A burst of rain struck them, and they clung together, grateful to feel a warm body among so many cold ones.

‘Shall we go back to the beastly hotel and get warm?’ said Laura. ‘I think we need. . .’ She did not finish her sentence.

‘You mean we need a drink,’ and Sophia laughed. ‘I’ve stopped, for ever, but I want you to have several. You can mention drink in my hearing quite safely now, without me starting to pant with longing.’

As they were driven back to the hotel in their rickety taxi, Sophia said, ‘It has been very strange, coming here, and seeing this awful landscape again, awful but silent. . . I feel purged.’

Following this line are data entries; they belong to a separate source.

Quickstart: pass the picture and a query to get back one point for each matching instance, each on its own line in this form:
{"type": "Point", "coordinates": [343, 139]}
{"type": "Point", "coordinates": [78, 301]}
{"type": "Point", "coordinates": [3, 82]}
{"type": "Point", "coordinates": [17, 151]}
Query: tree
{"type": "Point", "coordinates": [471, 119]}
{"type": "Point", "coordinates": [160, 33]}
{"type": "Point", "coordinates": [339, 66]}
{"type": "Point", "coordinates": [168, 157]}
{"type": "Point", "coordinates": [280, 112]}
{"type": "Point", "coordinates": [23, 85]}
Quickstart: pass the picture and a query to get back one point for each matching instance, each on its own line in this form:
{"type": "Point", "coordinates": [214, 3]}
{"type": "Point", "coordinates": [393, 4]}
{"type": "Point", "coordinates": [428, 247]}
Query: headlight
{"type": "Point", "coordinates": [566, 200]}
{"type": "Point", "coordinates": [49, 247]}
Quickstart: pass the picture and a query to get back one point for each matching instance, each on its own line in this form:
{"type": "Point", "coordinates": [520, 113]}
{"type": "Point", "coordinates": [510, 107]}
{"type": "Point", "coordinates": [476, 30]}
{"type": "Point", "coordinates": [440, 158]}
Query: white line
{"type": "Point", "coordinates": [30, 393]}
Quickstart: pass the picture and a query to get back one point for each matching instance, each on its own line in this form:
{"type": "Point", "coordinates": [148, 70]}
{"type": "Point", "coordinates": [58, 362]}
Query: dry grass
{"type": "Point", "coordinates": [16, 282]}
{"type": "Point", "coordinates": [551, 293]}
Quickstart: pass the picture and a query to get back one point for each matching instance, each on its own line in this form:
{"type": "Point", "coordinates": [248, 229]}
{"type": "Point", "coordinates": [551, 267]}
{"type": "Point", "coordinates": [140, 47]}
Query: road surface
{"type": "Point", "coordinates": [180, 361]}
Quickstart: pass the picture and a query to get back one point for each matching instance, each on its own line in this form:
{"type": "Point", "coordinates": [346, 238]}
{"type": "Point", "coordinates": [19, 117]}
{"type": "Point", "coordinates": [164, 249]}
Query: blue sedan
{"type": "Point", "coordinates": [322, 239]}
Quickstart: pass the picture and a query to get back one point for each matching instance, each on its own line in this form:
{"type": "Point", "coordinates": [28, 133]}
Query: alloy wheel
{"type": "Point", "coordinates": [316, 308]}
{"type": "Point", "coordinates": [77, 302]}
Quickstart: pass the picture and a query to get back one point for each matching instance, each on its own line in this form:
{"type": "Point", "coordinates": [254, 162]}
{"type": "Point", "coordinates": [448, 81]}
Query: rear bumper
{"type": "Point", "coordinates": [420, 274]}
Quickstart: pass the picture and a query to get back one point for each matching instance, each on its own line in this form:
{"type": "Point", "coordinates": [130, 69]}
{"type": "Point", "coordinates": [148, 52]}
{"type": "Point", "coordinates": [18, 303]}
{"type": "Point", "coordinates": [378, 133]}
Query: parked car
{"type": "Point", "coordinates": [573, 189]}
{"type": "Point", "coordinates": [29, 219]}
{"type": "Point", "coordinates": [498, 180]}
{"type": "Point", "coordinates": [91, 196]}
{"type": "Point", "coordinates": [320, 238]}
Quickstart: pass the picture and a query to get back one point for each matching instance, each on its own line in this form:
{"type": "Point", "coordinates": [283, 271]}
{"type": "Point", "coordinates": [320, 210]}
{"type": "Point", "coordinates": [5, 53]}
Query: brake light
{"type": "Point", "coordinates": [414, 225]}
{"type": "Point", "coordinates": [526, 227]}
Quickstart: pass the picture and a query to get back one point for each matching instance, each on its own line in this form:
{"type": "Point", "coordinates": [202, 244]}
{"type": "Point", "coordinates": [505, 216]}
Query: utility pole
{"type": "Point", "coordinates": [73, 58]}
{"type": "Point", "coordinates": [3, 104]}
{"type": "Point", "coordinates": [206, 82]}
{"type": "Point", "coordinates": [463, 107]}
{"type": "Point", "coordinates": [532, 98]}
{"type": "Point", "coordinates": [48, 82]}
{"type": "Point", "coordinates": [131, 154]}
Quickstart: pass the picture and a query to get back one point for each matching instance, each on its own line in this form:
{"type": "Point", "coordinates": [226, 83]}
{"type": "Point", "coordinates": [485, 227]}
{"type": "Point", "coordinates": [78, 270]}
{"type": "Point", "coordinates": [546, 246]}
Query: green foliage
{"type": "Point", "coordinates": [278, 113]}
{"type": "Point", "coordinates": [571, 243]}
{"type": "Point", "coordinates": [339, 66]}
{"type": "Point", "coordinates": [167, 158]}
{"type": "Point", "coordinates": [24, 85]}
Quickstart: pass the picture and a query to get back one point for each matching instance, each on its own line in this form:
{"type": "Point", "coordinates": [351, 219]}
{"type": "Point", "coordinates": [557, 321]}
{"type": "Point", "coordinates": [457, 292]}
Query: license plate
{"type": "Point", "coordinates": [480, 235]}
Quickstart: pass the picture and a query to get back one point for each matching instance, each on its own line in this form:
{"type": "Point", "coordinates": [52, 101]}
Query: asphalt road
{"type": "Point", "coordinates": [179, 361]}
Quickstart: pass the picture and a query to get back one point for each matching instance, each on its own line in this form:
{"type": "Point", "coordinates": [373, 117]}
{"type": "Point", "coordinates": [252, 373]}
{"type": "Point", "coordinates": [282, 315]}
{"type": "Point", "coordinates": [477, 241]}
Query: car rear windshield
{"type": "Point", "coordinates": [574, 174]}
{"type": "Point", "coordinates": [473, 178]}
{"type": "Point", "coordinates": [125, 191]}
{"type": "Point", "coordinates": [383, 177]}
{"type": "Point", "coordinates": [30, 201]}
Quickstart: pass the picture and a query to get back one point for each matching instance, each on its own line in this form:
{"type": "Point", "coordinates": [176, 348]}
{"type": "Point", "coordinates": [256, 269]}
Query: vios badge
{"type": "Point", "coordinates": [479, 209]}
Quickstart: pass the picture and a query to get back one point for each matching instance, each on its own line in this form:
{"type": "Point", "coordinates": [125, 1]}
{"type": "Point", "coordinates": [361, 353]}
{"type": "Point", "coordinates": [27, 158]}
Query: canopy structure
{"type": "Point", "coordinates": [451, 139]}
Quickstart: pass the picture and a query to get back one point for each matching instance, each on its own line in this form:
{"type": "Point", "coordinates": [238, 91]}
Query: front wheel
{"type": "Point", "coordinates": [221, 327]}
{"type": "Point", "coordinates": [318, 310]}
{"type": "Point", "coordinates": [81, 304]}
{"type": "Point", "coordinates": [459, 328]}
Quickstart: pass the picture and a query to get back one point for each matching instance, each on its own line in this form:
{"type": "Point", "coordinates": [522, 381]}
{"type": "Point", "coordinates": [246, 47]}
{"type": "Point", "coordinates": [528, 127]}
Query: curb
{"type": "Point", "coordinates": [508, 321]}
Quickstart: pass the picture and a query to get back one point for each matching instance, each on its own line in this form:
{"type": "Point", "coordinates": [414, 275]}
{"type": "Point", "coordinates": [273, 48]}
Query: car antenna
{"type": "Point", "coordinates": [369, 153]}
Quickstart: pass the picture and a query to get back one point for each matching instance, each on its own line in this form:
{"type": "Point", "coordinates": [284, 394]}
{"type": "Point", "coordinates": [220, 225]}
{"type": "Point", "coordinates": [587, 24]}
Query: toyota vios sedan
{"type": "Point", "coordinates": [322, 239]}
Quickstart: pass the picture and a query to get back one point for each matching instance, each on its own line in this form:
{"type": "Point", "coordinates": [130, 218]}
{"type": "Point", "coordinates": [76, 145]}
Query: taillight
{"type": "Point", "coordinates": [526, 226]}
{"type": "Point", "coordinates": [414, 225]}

That night, in her mean bed with the scratchy sheets, she dreamt again. She saw faces crowding in on her, faces she recognised but could not name, faces of young men in uniform, some wounded, some merely pale, impassive but staring, raising their hands towards her as though saying goodbye. When she woke, in the narrow room where the thin curtains hardly excluded the gaslight, she did not know where she was, she only knew she felt relieved, as though the faces had drifted soundlessly away.

At breakfast, Laura announced she was going on to Paris. Sophia should come with her, and they would visit all the fashion houses. But no, said Sophia, she must go home soon. Laura, ever efficient, sent a telegram booking Sophia’s passage, and one other telegram, over which she spent a fair amount of time.

Three days later on the boat, Sophia bumped into the American man she had met at Laura’s shop. She was delighted to see him. He too had been in France and had found his brother’s grave. Ignoring the spray and the rolling of the ship, they had a long talk on deck. He gestured once or twice towards the saloon, but she shook her head and they stayed outside amid the wind and rain, but sheltered. When they disembarked, her cheeks were very pink and her eyes were very bright and her hair was all in a tangle, the result of the wind and the rain.